Die Losung: organisiert euch! – die die Anhänger der Mehrheit auf dem II. Parteitag genau formuliert haben wollten, muss jetzt sofort verwirklicht werden. Wenn wir nicht verstehen, kühn, initiativ neue Organisationen zu schaffen, dann sollen wir die leeren Ansprüche auf die Rolle der Avantgarde aufgeben. Wenn wir hilflos bei den bereits erreichten Grenzen, Formen und Rahmen der Komitees, Gruppen, Versammlungen und Zirkel stehen bleiben, werden wir damit unsere Ungeschicklichkeit beweisen. Tausende von Zirkeln entstehen jetzt überall, ohne unser Zutun, ohne bestimmtes Programm und Ziel, einfach unter dem Einfluss der Ereignisse. Es ist notwendig, dass die Sozialdemokraten sich zur Aufgabe machen, unmittelbare Beziehungen zu einer möglichst großen Zahl solcher Zirkel herzustellen und zu befestigen, dass sie ihnen helfen, sie durch ihr Wissen und ihre Erfahrung aufklären, durch ihre revolutionäre Initiative beleben. Mögen alle solchen Zirkel, außer den bewusst nicht-sozialdemokratischen, entweder direkt in die Partei eintreten oder sich an die Partei anlehnen. Im letzteren Falle darf man weder die Annahme unseres Programms noch bindende organisatorische Beziehungen zu uns verlangen; es genügt das bloße revolutionäre Gefühl, der bloße Wunsch, den Kampf gegen den Absolutismus zu unterstützen, damit aus solchen sich anlehnenden Zirkeln bei energischer Beeinflussung durch die Sozialdemokraten, unter dem Druck der Ereignisse, sich zunächst demokratische Helfer und später überzeugte Mitglieder der Sozialdemokratischen Arbeiterpartei herausbilden.

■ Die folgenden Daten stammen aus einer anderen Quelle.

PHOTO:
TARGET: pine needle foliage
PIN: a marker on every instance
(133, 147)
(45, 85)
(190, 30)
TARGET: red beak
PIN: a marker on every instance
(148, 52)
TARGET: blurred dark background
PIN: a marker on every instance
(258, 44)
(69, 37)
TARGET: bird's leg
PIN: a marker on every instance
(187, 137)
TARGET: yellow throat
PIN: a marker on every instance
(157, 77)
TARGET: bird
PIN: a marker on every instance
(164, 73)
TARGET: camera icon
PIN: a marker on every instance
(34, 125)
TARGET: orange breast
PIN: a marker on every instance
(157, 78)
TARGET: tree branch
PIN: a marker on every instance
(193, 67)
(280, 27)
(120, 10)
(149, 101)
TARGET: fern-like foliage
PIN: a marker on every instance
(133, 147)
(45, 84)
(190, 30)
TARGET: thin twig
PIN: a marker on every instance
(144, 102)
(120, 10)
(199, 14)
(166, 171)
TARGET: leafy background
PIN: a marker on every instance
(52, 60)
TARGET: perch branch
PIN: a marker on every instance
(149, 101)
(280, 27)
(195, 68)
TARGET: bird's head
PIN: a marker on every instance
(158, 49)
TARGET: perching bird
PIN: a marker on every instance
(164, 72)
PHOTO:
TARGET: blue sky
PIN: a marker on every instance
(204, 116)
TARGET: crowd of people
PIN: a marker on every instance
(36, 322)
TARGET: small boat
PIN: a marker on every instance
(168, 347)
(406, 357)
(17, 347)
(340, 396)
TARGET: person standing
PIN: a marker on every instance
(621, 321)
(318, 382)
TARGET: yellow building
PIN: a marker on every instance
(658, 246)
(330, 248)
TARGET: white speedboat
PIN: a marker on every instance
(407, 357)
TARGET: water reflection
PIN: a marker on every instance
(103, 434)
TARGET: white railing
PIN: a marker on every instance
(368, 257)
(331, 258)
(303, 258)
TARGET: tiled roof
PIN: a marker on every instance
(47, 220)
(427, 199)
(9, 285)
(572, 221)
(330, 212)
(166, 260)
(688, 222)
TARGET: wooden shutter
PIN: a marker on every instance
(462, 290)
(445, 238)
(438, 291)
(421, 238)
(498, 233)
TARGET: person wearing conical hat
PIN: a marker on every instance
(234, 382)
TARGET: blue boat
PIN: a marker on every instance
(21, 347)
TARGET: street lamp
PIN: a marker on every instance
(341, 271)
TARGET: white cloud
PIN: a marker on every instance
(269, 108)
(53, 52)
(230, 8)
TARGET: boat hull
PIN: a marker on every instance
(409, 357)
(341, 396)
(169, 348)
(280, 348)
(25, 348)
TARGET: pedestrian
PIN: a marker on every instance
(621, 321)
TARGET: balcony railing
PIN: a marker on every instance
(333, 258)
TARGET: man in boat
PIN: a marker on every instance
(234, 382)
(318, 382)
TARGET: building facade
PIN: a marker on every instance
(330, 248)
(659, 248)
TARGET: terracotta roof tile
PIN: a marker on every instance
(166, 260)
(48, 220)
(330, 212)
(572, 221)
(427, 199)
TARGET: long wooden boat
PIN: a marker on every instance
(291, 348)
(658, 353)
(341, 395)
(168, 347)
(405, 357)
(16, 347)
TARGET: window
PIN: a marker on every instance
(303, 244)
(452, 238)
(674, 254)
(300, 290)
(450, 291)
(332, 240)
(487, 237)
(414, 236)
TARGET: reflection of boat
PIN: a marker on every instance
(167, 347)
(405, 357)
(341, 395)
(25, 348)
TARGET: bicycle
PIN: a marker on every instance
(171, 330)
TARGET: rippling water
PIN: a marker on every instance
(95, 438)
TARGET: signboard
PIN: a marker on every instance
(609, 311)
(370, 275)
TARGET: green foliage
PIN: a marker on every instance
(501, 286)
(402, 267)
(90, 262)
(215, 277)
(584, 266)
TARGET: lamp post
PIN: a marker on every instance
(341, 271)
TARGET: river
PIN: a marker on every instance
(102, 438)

Es gibt eine Masse Leute und es fehlt an Leuten – auf diese widerspruchsvolle Formel ließen sich seit jeher die Widersprüche des Organisationslebens und der organisatorischen Anforderungen der Sozialdemokratie bringen. Und dieser Widerspruch tritt jetzt mit besonderer Stärke hervor: man kann ebenso oft von allen Seiten leidenschaftliche Anforderungen neuer Kräfte und Klagen über den Mangel an Leuten in den Organisationen hören, und gleichzeitig besteht überall ein ungeheures Angebot von Diensten, ein Anwachsen der jungen Kräfte, besonders unter der Arbeiterklasse. Der Organisationspraktiker, der unter solchen Verhältnissen über Mangel an Leuten klagt, verfällt in dieselbe Illusion, in die auf dem Höhepunkt der Entwicklung der großen französischen Revolution Madame Roland verfallen ist, die im Jahre 1793 schrieb: es gibt keine Männer in Frankreich, nur Pygmäen sind zu sehen3. Wer so spricht, der sieht vor lauter Bäumen den Wald nicht, der gibt zu, dass ihn die Ereignisse blind gemacht haben, dass nicht er, der Revolutionär, in seinem Bewusstsein und seiner Tätigkeit die Ereignisse beherrscht, sondern dass diese ihn beherrschen, ihn unterjocht haben. Ein solcher Organisator sollte lieber in den Ruhestand treten und den jungen Kräften Platz machen, bei denen nicht selten die Energie den Mangel an Erfahrung wettmachen kann.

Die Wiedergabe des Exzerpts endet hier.